Last Thursday, USF Student Government (SG) announced it will host a U.S. Senate debate in late October, only a week before the general election. The nationally televised, on-campus debate will be held in partnership with CNN and the St. Petersburg Times.
This honor was granted to the University through the assistance of the SG executive branch. By accomplishing the feat, student body President Cesar Hernandez’s administration has begun to honor his campaign pledge to promote a more politically active campus and attract political attention to USF.
Unfortunately, however, Hernandez’s term has been marred by petty SG politics even though it has already produced excellent results. During the summer, there was a flare up between the Senate and the executive branch over the confirmation of Nicole Kummer for an administration job.
Kummer initially sought the associate director for state affairs position, but her application was passed on, and she was instead considered for coordinator for resident life, a job for which she was more qualified. That, though, is a violation of policy.
Khalid Hassouneh, chair of the committee on rules who voted against Kummer, said to The Oracle that the application process “is there for a reason.”
She was eventually denied the job.
Other SG candidates, however, were confirmed by the Senate under similar circumstances. Why was Kummer held back while others were not? The inconsistency doesn’t reflect well on the Senate.

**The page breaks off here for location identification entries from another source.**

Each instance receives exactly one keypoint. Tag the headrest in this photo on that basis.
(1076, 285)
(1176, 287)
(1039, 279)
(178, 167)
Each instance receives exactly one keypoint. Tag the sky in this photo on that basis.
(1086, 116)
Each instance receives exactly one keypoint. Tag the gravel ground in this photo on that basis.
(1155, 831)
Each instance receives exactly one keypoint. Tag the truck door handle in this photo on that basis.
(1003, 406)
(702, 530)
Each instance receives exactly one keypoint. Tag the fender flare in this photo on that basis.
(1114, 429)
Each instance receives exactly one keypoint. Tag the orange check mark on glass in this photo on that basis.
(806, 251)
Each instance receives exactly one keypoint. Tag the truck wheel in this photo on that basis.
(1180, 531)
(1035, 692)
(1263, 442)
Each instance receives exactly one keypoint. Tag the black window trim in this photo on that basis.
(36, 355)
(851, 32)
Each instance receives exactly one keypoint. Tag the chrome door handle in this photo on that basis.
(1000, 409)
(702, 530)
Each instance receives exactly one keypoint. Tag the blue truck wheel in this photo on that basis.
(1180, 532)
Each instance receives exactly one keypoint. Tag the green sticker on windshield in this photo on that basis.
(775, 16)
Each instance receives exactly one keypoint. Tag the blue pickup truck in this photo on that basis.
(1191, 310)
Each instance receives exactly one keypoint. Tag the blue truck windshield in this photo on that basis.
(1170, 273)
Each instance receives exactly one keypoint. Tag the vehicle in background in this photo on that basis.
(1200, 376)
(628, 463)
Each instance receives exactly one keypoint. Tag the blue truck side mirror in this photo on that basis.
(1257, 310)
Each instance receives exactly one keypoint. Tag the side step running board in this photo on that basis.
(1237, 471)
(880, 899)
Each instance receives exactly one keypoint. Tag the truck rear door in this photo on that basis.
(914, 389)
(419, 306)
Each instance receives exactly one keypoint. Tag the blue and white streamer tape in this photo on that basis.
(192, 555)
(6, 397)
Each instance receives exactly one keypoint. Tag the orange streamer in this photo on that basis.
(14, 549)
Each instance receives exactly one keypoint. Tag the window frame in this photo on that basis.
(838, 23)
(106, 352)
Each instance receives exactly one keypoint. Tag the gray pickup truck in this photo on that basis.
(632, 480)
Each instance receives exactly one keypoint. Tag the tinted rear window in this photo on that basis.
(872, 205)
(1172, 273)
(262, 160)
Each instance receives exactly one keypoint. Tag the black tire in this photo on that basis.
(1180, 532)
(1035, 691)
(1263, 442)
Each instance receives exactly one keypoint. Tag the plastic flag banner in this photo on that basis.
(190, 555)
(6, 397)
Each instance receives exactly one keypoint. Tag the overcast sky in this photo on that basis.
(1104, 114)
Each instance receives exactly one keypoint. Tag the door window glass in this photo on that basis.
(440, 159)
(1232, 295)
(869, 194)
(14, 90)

Her situation was not the only chapter of this saga. An anonymous grievance was filed recently against Hernandez and Vice President Spencer Montgomery over the hiring of Brett Farrar as Bulls Radio director.
The grievance contends, among other things, that Farrar is “not qualified” for the position. Although the Senate previously confirmed him for the job, it’s now investigating the grievance.
USF students shouldn’t be shocked. It seems like this kind of petty bickering happens in SG every year. Even so, it is unfortunate that the Senate is selectively preventing Hernandez from assembling the best possible team for his administration.
Consider the extraordinary work the executive branch has done even before the start of classes: they reached out to U.S. Senate candidates who are significant on a national level and convinced them to come to USF – bringing Washington politics right to Tampa for the benefit of the student body. Beyond that, they managed to get the entire spectacle broadcast across America.
The student body should appreciate and cooperate with Hernandez’s administration, and the Senate should not stymie him over petty issues. He has already done incredible work for USF, and there is every reason to believe he will continue to do so.
Vincent DeFrancesco is a junior majoring in mass communications.